The monitor, which consist of 48 pins in the sensing pin matrix, is a variant of the already established potential drop technique and monitors a pre-defined area with the ability through the sensing pins to distinguish between localized corrosion and generalized corrosion.
Inorganic acids, salts, CO2, H2S and other components that generate localized corrosion and that can only be monitored through area measurement technologies can also be tracked in real-time. To this end, the Roxar FSM Log 48 provides a tomographic image that depicts a full insight of the pipeline’s internal corrosion status, leveraging the digital advances in the industry.
The monitor can also be easily retrofitted to any uncovered or buried onshore pipeline segment and due to its cellular communication and solar power capabilities, can autonomously function in the most remote locations, enabling more data points across several pipeline segments. The fact that several can be located over a pipeline minimizes the need of assessing the pipeline integrity through pigging, and increases transportation capacity.
As part of integrated digital pipeline integrity management, Emerson has also developed a data management solution that can interface with SCADA systems through Modbus TCP/IP, providing advanced data trending capabilities, alarm setting, and information sharing options. It is this information sharing that can increase pipeline integrity and also optimize pig runs (when pipe bends, valve restrictions and contaminant build-up are restricting pigs from moving through pipelines), integrity digs and hydrostatic pressure tests.
This continuous digital monitoring of general and localized internal corrosion allows early threat identification and improved risk assessment, and avoids unnecessary pipeline shutdowns, costly hydrostatic pressure tests, and repairs due to leaks.

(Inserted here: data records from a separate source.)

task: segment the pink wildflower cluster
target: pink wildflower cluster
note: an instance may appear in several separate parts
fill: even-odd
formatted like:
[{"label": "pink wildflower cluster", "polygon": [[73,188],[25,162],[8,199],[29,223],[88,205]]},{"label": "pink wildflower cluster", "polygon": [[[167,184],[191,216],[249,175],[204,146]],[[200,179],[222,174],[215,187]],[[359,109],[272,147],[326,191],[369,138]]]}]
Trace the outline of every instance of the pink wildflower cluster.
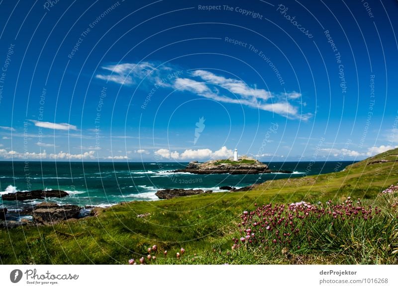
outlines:
[{"label": "pink wildflower cluster", "polygon": [[384,194],[394,194],[398,192],[398,184],[397,185],[391,185],[390,187],[386,189],[381,193],[381,195]]},{"label": "pink wildflower cluster", "polygon": [[140,215],[137,215],[137,218],[144,218],[145,217],[147,217],[148,216],[151,216],[150,213],[146,213],[145,214],[141,214]]},{"label": "pink wildflower cluster", "polygon": [[[156,260],[157,256],[158,254],[158,246],[157,245],[154,245],[152,247],[149,247],[147,251],[148,251],[148,254],[146,256],[146,258],[144,257],[141,257],[139,259],[139,264],[145,264],[145,260],[147,260],[147,262],[149,263],[151,261],[155,261]],[[182,256],[184,255],[184,253],[185,253],[185,249],[184,248],[181,248],[180,249],[180,252],[178,252],[176,254],[176,257],[177,259],[180,259]],[[167,250],[165,250],[163,252],[163,255],[164,255],[164,258],[166,258],[167,257]],[[135,262],[134,259],[130,259],[128,260],[128,264],[130,265],[137,265],[137,262]]]},{"label": "pink wildflower cluster", "polygon": [[362,206],[359,199],[354,203],[350,197],[341,204],[333,205],[331,200],[326,204],[325,207],[321,204],[314,205],[305,202],[288,206],[271,204],[258,206],[255,204],[255,210],[245,211],[240,216],[241,221],[237,226],[243,236],[232,239],[232,249],[251,244],[271,246],[281,244],[289,246],[300,232],[308,235],[309,232],[305,231],[308,230],[308,226],[304,225],[305,223],[316,223],[323,217],[326,217],[332,225],[333,222],[350,221],[355,219],[366,221],[381,211],[378,207],[374,209]]}]

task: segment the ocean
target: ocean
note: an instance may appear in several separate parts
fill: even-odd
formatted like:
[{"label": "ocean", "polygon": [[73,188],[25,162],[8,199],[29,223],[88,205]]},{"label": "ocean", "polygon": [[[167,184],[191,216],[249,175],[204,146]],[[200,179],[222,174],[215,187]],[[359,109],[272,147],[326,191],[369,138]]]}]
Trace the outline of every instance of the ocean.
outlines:
[{"label": "ocean", "polygon": [[[305,173],[316,175],[341,170],[353,162],[273,162],[268,163],[271,169],[287,170],[294,173],[243,175],[170,172],[185,167],[188,163],[2,161],[0,194],[37,189],[62,190],[70,195],[47,201],[81,207],[106,207],[121,202],[158,200],[155,193],[162,189],[221,191],[219,187],[222,186],[240,188],[268,180],[299,177]],[[16,204],[4,201],[0,206],[12,209],[41,202],[33,200]]]}]

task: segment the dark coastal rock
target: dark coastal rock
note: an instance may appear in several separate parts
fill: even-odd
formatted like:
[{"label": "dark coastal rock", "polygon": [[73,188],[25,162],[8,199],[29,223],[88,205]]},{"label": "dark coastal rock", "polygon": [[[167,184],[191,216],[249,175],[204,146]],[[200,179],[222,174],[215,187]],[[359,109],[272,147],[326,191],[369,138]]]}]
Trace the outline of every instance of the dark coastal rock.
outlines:
[{"label": "dark coastal rock", "polygon": [[238,161],[230,159],[209,160],[203,163],[191,161],[185,168],[173,171],[172,172],[188,172],[197,174],[230,174],[246,175],[273,172],[292,173],[286,170],[273,170],[268,166],[252,157],[242,157]]},{"label": "dark coastal rock", "polygon": [[0,220],[5,219],[5,214],[7,214],[7,209],[0,209]]},{"label": "dark coastal rock", "polygon": [[31,215],[37,223],[54,224],[70,218],[77,218],[80,207],[74,205],[59,206],[55,203],[43,202],[31,209]]},{"label": "dark coastal rock", "polygon": [[160,190],[156,192],[155,195],[159,199],[162,200],[173,199],[178,197],[185,197],[186,196],[193,196],[199,194],[211,193],[212,191],[203,191],[203,190],[185,190],[184,189],[166,189]]},{"label": "dark coastal rock", "polygon": [[254,184],[251,186],[243,187],[240,189],[236,189],[235,188],[233,188],[232,189],[230,190],[230,192],[247,192],[248,191],[253,190],[253,189],[258,187],[259,184]]},{"label": "dark coastal rock", "polygon": [[235,188],[233,187],[230,187],[229,186],[223,186],[222,187],[220,187],[219,188],[220,190],[226,190],[227,191],[230,191]]},{"label": "dark coastal rock", "polygon": [[25,220],[18,221],[15,220],[0,221],[0,228],[12,229],[19,226],[24,226],[31,224],[31,222],[25,221]]},{"label": "dark coastal rock", "polygon": [[45,198],[63,198],[69,194],[60,190],[34,190],[29,192],[16,192],[15,193],[1,195],[3,201],[25,201],[26,200],[43,200]]}]

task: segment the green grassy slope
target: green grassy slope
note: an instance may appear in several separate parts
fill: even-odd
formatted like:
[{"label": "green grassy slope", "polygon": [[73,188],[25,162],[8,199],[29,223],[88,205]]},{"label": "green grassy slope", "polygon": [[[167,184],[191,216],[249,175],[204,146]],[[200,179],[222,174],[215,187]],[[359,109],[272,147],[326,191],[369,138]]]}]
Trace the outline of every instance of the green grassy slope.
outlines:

The new FSM Monitor also forms an important part of future digitization strategies and can become a key element of an Industrial Internet of Things(IIoT) network of intelligent devices – continuously transmitting actionable information for robust decision making.
Conclusions
There is no doubt that widespread digitalization still has a way to go - 70 percent of pipeline leaks are still identified only by visual inspection, for example.